The Fidelity Bank (Bahamas) chief financial officer added that the merchant bank’s split from its parent was a typical transaction in more developed economies, where subsidiary companies “matured to the point where they can venture off on their own” and be spun-off to generate greater value for all parties involved.
“It’s a little bit like the child leaving the nest, but in this case the child is paying the parent,” Mr Bowe told Tribune Business. “In life there’s always evolution, opportunities and new horizons. It’s the next stage of the evolution process. It [RoyalFidelity] was birthed, grown, took on a partner, and now is going off on its own.”

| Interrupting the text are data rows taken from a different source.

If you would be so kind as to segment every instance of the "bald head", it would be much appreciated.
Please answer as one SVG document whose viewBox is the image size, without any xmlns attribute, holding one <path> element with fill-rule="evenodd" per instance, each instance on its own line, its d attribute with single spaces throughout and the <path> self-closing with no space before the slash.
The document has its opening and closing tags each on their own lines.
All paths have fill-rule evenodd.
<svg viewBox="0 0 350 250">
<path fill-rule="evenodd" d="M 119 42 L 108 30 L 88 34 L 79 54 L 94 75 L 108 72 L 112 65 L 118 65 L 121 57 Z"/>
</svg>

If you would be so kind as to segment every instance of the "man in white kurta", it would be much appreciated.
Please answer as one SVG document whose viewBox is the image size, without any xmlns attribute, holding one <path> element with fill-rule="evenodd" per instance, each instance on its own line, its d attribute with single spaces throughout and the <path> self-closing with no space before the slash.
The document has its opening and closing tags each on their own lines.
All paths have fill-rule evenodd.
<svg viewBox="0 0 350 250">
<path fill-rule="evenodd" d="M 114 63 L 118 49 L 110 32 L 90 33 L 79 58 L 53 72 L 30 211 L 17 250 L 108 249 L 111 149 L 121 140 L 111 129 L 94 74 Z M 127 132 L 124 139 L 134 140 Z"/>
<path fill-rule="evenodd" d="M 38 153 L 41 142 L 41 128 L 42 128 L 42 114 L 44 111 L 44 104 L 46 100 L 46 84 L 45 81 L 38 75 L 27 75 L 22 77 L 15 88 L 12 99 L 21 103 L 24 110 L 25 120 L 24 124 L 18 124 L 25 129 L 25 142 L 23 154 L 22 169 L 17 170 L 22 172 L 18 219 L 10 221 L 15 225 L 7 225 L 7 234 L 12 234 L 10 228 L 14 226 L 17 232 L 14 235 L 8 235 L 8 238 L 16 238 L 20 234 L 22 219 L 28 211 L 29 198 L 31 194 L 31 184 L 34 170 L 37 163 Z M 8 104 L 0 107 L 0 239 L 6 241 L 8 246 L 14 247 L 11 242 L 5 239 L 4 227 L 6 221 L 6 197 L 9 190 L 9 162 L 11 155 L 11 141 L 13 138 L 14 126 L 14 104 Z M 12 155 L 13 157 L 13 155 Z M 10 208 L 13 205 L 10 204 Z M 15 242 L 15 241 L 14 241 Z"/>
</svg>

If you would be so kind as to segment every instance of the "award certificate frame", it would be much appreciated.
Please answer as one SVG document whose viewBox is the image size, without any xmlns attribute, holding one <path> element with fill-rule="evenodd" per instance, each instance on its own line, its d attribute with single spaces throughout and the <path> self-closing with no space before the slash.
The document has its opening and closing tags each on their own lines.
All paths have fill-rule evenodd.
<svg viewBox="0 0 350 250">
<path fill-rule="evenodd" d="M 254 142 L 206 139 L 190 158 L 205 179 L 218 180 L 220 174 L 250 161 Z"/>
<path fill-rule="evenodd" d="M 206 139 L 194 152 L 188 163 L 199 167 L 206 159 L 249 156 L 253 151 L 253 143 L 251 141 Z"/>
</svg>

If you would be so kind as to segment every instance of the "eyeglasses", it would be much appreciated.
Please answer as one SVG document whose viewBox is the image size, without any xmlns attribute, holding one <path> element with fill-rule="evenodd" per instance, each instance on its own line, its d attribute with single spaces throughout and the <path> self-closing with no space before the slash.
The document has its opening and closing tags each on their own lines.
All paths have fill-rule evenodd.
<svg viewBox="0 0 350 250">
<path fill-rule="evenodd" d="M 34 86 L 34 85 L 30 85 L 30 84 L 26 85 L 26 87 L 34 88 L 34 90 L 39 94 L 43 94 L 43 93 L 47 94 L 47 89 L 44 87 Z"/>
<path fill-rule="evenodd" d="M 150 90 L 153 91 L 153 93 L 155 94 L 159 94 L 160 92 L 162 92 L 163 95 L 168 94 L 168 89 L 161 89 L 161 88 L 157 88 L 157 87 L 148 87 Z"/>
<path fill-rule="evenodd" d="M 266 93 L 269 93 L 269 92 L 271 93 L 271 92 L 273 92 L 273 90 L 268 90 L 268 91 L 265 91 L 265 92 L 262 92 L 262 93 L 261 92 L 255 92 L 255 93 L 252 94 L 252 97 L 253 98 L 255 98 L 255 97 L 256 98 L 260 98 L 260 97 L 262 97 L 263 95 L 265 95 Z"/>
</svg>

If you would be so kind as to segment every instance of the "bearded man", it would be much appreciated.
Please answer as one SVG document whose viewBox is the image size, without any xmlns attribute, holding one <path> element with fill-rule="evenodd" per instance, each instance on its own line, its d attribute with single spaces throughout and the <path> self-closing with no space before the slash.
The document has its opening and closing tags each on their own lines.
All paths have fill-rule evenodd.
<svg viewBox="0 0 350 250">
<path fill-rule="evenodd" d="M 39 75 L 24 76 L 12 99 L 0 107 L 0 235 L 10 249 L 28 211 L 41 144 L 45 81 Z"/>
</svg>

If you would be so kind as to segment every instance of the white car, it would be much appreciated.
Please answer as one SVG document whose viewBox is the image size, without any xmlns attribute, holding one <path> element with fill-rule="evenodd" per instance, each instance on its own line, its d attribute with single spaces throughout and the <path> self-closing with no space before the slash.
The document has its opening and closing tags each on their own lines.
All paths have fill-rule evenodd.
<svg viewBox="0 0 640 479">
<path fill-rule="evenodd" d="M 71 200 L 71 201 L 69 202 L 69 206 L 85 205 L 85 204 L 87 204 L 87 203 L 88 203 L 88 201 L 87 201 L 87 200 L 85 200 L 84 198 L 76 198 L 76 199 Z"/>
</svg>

He said clients of both Fidelity Bank (Bahamas) and RoyalFidelity “won’t see any change” as a result of the transaction, with both parties continuing to refer customers to each other for products/services they themselves do not offer.
“Where our customers have an interest in pensions, mutual funds, the capital markets and trusts that RoyalFidelity continues to offer, we would see them as providers of first choice,” Mr Bowe said, “knowing the structures, individuals and product lines.
“There’s still mutually beneficial opportunities that continue, and we will seek the best terms and opportunities for both sets of clients to utilise each other’s services despite not being in a subsidiary-parent relationship.”